ただの棒きれとなった矢を足で小突き、上唇を軽く舐める。ひとまず、ティエンに向かう火矢は弾き落とせたようだ。

 前から乾いた笑いが聞こえる。犯人はカグムであった。

「あの速度の矢を叩き落とすなんて、さすが麒麟から使命を授かった者。短剣を折られた時から覚悟はしていたが、これは想像以上だ。ホウレイさまが喜びそうだな」

 背後ではハオが冷や汗を流している。

「おい、おい……本当に麒麟の使いだったのかよ。俺はてっきり、猪口才なことばっかりするクソガキとばかり。しかし、あの動きは化け物だろ」

 どうやら、常人離れの動きをしているらしい。自覚は無い。頭の中は守ることで一杯だ。

 連弩(れんど)から放たれる火矢は雨あられのように降ってくる。
 矢にまじって、石が飛んできた。列をなす兵の中に、(おおゆみ)を持つ者がいるのだろう。

 さすがに、大きな石は細い懐剣では弾けず、持ち手の腕に食い込んだ。

 痛みすら念頭にない。
 ユンジェは考えた。どうすれば、この状況を打破できるかを。よく考えろ。敵はネズミが袋小路になったと油断しているはずだ。

(何かないのか? 何かっ、あ)
 
 ふと、燃え盛る炎のうねりに乗った、風の動きの微かな変化に気付く。煙のおかげで、空気の流れが目に見えて分かる。
 熱気を帯びたそれは、狭い洞窟の隅々にまで手が伸びている。

 その中で、一つだけ煙を吸い込む穴を見つけた。

(あそこ洞窟……まさか)

 連弩の列の先、森側にある奥の狭い洞窟に目を眇めると、ユンジェは踵を返して、ティエンの下へ向かった。

「ティエン。あそこまで走りたい」

 火矢を懐剣で弾き、顎でしゃくる。
 聡いティエンはそれだけで、すべてを理解したのだろう。短弓を持つと、矢を弓弦に引っ掛けた。

「頼む。届いてくれ」

 その一声と共に、ティエンの手から矢が離れる。
 闇夜を切り裂き、一直線に進む、それはタオシュンの乗る馬の首に刺さった。
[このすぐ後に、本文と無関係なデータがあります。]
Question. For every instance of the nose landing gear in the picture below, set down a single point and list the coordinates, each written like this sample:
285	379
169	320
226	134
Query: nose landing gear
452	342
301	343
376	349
痛みにわななく馬が、二足立ちになった。兵達の気がそちらに流れる。

 鳴き声を合図にユンジェはティエンの腕を引いて走る。
 後からカグムとハオが追って来た。各々連弩の火矢の餌食にはなっていないようだ。それが飛んで来ても、紙一重に避けている。優秀な腕前と言われるだけあるものだ。

 自由の利く(おおゆみ)の兵が、崖の真下を走るユンジェ達に狙いを定める。
 拳ほどある石からティエンを守るため、ユンジェは己の着ている布を取ると、それを広げて敵の視界を覆った。
    
 また、それを大きく振って石の軌道を少しでも逸らす。子ども騙しだろうが、やらないよりかはマシだ。

 目的の洞窟に飛び込む。
 真っ暗な穴の奥に、橙の光が見えた。ユンジェは天井を見上げ、毒蛇が潜んでいないか確認すると、ティエンと共に奥を目指した。
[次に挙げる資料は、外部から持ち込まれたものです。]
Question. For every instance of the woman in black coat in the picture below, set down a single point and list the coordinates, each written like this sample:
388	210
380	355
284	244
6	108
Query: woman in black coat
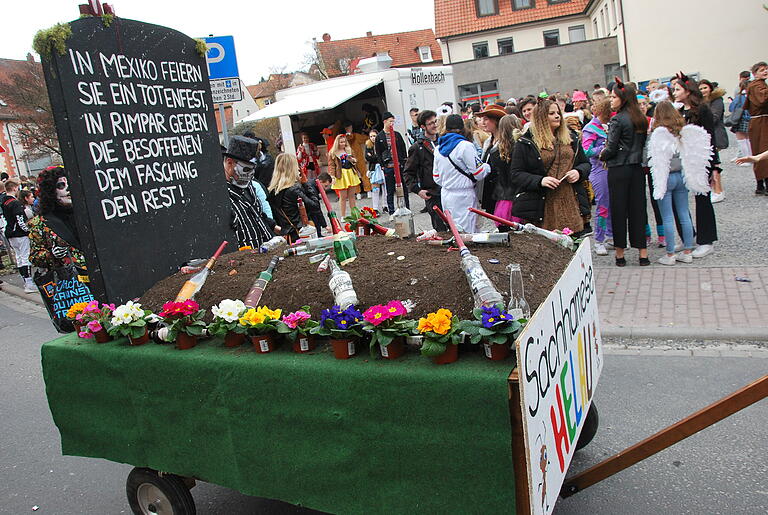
623	153
284	192
548	170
 おうとつの激しい石と砂利の道は濡れていた。水の音が聞こえるので、どこかで湧水が発生しているのだろう。

「見えた。出口」

 ユンジェは天を見上げた。
 急傾斜になっている先に、微かに見える橙の明かり。あれは炎だ。

 この洞窟は燃え盛る東の森と繋がっている。
 タオシュンらは安全な西の小山側に陣形を取っているのだ。進むべき道は、もうここしかない。

 しかし。急傾斜の岩道が行く手を阻んでいる。

(あそこに木が見える。使えるな)

 ユンジェは目を細め、まだ火が回っていないことを確認すると、懐剣を口に銜え、頭陀袋から布縄を取り出す。
 それの先端を刃で切り、重みのある石を拾って、何重にも巻いていく。

 その横でティエンが己の頭陀袋から布縄を出し、両端をしっかりと結んだ。何をやろうとしているのか、ユンジェの動きで察したのだろう。

「ハオ。そこらへんに水たまりか、水場はない?」

 最後尾で敵の動きを見張るハオが周囲を見渡し、手探りで地面を触る。